Pada kenyataannya pendataan itu justru berakhir dengan pembunuhan orang yang diduga sebagai dukun santet. Namun hingga kini kasus ini masih misteri karena masih belum diketahui motif dan pelaku pembunuhan. 

9. Peristiwa Simpang KKA, Aceh 1999

Konflik berdarah di Aceh terus bergulir. Pada 3 Mei 1999 kembali terjadi kekerasan yang berujung pada pelanggaran HAM pada warga sipil. Kejadian puncak terjadi Simpang KKA (Simpang Kraft) yang juga dikenal masyarakat sebagai Tragedi Krueng Geukueh atau Insiden Dewantara. 

Berdasarkan laporan Komnas HAM, dijelaskan bahwa peristiwa Simpang KAA Aceh bermula saat warga Dusun Uleetutu, Kecamatan Dewantara, Aceh Utara menggelar peringatan 1 Muharam pada 1 Mei 1999. 

Dalam kegiatan tersebut terdapat dakwah islam yang dinilai berisi provokasi. Esoknya aparat keamanan menyisir desa dan menangkap masyarakat yang dianggap turut terlibat.

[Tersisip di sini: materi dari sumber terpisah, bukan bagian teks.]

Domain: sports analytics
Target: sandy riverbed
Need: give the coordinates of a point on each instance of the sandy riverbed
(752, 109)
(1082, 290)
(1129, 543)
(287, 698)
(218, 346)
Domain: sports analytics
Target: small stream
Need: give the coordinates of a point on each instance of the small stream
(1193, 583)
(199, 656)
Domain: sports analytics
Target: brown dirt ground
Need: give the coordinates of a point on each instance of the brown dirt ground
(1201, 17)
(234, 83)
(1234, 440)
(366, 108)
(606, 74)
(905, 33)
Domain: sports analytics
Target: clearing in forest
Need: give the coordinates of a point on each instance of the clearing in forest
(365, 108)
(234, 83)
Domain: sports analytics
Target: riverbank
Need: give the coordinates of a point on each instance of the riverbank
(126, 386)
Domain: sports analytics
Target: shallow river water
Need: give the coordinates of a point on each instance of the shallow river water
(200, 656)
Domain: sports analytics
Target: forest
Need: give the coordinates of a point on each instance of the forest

Interogasi disertai kekerasan itu berakhir dengan terjadinya pelanggaran HAM. Komnas HAM mencatat insiden itu menyebabkan sedikitnya 23 orang warga meninggal dan 30 korban luka.

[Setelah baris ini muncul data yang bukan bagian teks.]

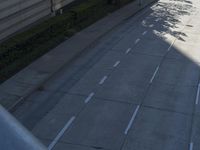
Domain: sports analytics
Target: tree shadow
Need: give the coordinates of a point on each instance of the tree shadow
(168, 16)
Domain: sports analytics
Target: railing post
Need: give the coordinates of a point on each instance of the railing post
(13, 136)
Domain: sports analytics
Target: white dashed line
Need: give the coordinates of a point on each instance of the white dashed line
(191, 146)
(128, 50)
(145, 32)
(55, 141)
(136, 41)
(171, 45)
(116, 63)
(89, 97)
(103, 80)
(154, 74)
(197, 97)
(132, 119)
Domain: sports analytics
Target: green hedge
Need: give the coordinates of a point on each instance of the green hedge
(22, 49)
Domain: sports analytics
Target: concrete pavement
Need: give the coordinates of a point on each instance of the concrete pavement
(138, 88)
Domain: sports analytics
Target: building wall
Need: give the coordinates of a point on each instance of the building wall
(17, 14)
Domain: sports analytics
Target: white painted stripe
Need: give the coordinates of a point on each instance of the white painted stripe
(191, 146)
(57, 138)
(136, 41)
(154, 74)
(116, 63)
(197, 97)
(89, 97)
(128, 50)
(171, 45)
(132, 119)
(103, 80)
(145, 32)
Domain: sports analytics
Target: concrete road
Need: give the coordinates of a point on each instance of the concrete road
(136, 89)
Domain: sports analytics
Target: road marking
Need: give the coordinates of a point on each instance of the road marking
(116, 63)
(198, 92)
(191, 146)
(103, 80)
(145, 32)
(89, 97)
(55, 141)
(154, 74)
(128, 50)
(132, 119)
(171, 45)
(136, 41)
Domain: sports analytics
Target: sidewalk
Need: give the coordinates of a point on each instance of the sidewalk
(16, 89)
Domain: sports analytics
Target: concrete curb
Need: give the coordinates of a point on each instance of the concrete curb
(15, 90)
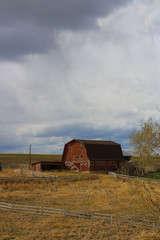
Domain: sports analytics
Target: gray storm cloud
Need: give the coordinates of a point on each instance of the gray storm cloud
(28, 27)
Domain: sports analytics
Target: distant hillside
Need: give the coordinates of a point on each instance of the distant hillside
(13, 160)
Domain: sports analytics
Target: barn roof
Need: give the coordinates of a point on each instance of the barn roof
(102, 150)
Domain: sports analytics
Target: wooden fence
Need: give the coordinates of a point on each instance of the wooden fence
(47, 211)
(38, 177)
(121, 176)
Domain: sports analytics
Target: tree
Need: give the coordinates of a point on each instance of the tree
(146, 143)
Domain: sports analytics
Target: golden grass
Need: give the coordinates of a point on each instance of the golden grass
(102, 195)
(16, 159)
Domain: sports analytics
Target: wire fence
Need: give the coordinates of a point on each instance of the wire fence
(122, 176)
(28, 176)
(48, 211)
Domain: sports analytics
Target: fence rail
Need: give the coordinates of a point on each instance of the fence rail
(37, 177)
(47, 211)
(122, 176)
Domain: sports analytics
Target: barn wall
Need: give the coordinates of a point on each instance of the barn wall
(36, 167)
(75, 153)
(103, 165)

10. Pelangaran HAM Wasior, Papua 2001-2002

Peristiwa Wasior terjadi dalam kurun 2001-2002. Puncaknya terjadi pada 13 Juni 2001 yang menyebabkan kekerasan tak terbatas pada warga. Saat itu aparat keamanan yang tergabung dalam Korps Brigade Mobil melakukan penyerbuan kepada warga sipil di Desa Wondiboi, Wasior, Manokwari, Papua. 

Berdasarkan sejumlah pemberitaan, penyerbuan korps Brimob saat itu dipicu oleh terbunuhnya lima anggota Brimob dan satu warga sipil di markas perusahaan PT Vatika Papuana Perkasa oleh terduga Tentara Pembebasan Nasional Papua Barat-Organisasi Papua Merdeka. Aparat membalas dengan menyerbu warga yang dianggap turut bersekongkol dengan kelompok separatis.

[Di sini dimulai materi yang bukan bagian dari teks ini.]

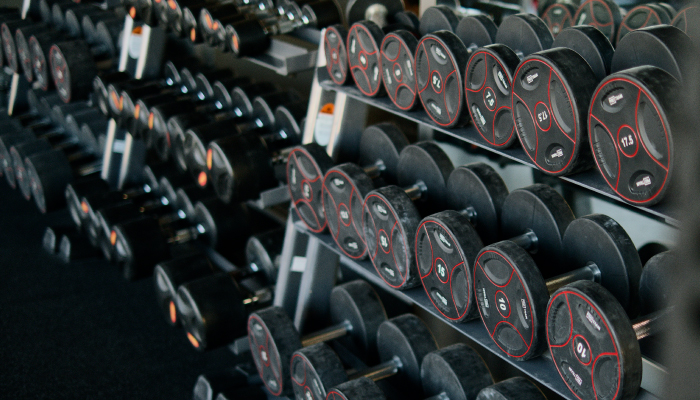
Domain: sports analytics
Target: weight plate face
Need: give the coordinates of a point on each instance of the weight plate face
(602, 14)
(39, 64)
(60, 73)
(336, 53)
(398, 67)
(506, 305)
(558, 17)
(446, 246)
(440, 58)
(344, 190)
(631, 138)
(364, 59)
(687, 21)
(546, 116)
(305, 181)
(592, 343)
(389, 220)
(639, 17)
(488, 87)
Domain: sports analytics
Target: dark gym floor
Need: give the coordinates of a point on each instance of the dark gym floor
(79, 330)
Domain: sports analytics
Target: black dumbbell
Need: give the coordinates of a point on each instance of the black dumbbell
(448, 242)
(688, 20)
(391, 214)
(490, 73)
(558, 15)
(244, 165)
(75, 64)
(140, 244)
(262, 256)
(196, 139)
(363, 44)
(638, 111)
(403, 342)
(356, 312)
(454, 372)
(596, 348)
(607, 16)
(345, 185)
(517, 388)
(552, 90)
(250, 37)
(512, 296)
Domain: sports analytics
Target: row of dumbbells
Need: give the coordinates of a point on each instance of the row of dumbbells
(445, 251)
(84, 39)
(223, 130)
(500, 75)
(52, 144)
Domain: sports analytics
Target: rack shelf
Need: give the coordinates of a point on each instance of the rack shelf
(540, 369)
(590, 179)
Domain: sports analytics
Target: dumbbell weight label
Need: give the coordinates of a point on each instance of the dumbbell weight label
(336, 55)
(588, 361)
(305, 189)
(504, 305)
(442, 267)
(364, 60)
(488, 92)
(439, 81)
(544, 116)
(265, 356)
(399, 71)
(343, 208)
(630, 140)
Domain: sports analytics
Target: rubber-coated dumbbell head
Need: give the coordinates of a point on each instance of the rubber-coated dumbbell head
(346, 185)
(391, 216)
(448, 242)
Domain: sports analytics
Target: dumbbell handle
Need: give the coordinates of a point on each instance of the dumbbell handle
(324, 335)
(650, 324)
(590, 272)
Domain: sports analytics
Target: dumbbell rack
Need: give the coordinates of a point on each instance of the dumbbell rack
(323, 256)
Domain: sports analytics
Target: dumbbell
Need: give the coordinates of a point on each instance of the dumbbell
(79, 59)
(607, 16)
(490, 74)
(391, 214)
(559, 15)
(242, 166)
(454, 372)
(262, 256)
(250, 37)
(551, 94)
(688, 20)
(638, 112)
(363, 44)
(356, 312)
(140, 244)
(403, 343)
(596, 349)
(517, 388)
(448, 242)
(345, 185)
(212, 308)
(196, 139)
(512, 293)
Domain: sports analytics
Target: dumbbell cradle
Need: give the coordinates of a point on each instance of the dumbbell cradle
(603, 340)
(448, 242)
(403, 343)
(345, 185)
(356, 311)
(512, 306)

11. Pelanggaran HAM Wamena, Papua 2003

Peristiwa Wamena terjadi pada 2003 yang menyebabkan 33 orang meninggal dan 53 orang luka. Kerusuhan disertai kekerasan di Wamena telah menyebabkan rusaknya rumah dan kendaraan warga. Tidak hanya itu , korban luka 53 orang, bangunan milik masyarakat yang rusak dan gedung pemerintah pun turut rusak dan terbakar. 

12 Pelanggaran HAM Jambo Keupok, Aceh 2003

Pelanggaran HAM kembali terjadi di Aceh. Kali ini peristiwa terjadi di Desa Jambo Keupok. Tindakan represif dari aparat bermula dari dugaan bahwa Desa Jambo Keupok merupakan tempat bersembunyinya para aktivis Gerakan Aceh Merdeka. 

Dalam operasi penyisiran ke desa, anggota TNI Para Komando bersama dengan Satuan Gabungan Intelijen melakukan tindak kekerasan. Aksi represif itu menyebabkan terjadi penangkapan, penyiksaan dan terbunuhnya 16 warga sipil. Mereka mati dengan cara yang tragis seperti dibakar hidup-hidup, ditembak dan disiksa. Lima orang lain dilaporkan mengalami luka akibat kekerasan. 

Kanjuruhan Tak Termasuk

Dari 12 daftar pelanggaran HAM berat yang sudah diumumkan Jokowi, Tragedi Kanjuruhan pada 1 Oktober 2022 tak termasuk dalam daftar. Hal itu didasarkan pada rekomendasi Komnas HAM atas penyelidikan terhadap tragedi yang menewaskan lebih dari 100 orang itu. Koordinator Subkomisi Penegakan HAM Uli Parulian Sihombing menyebut kesimpulan itu didapat dari hasil analisis kasus.

  "Berdasarkan laporan tidak menyebutkan adanya pelanggaran HAM berat," kata Uli seperti dikutip dari Antara, Kamis (29/12). 

 Laporan yang dimaksud Uli merujuk kepada laporan pemantauan dan penyelidikan tragedi kemanusiaan di Stadion Kanjuruhan Malang 1 Oktober 2022 yang dikeluarkan Komnas HAM pada 2 November 2022. 

Salah satu kesimpulan bahwa Komnas HAM menyatakan tragedi Kanjuruhan merupakan peristiwa pelanggaran HAM yang terjadi akibat tata kelola sepak bola yang diselenggarakan dengan cara tidak menjalankan, menghormati dan memastikan prinsip dan norma keselamatan serta keamanan penyelenggaraan sepak bola. Namun Komnas HAM tidak mengklasifikasikan tragedi Kanjuruhan sebagai pelanggaran HAM berat.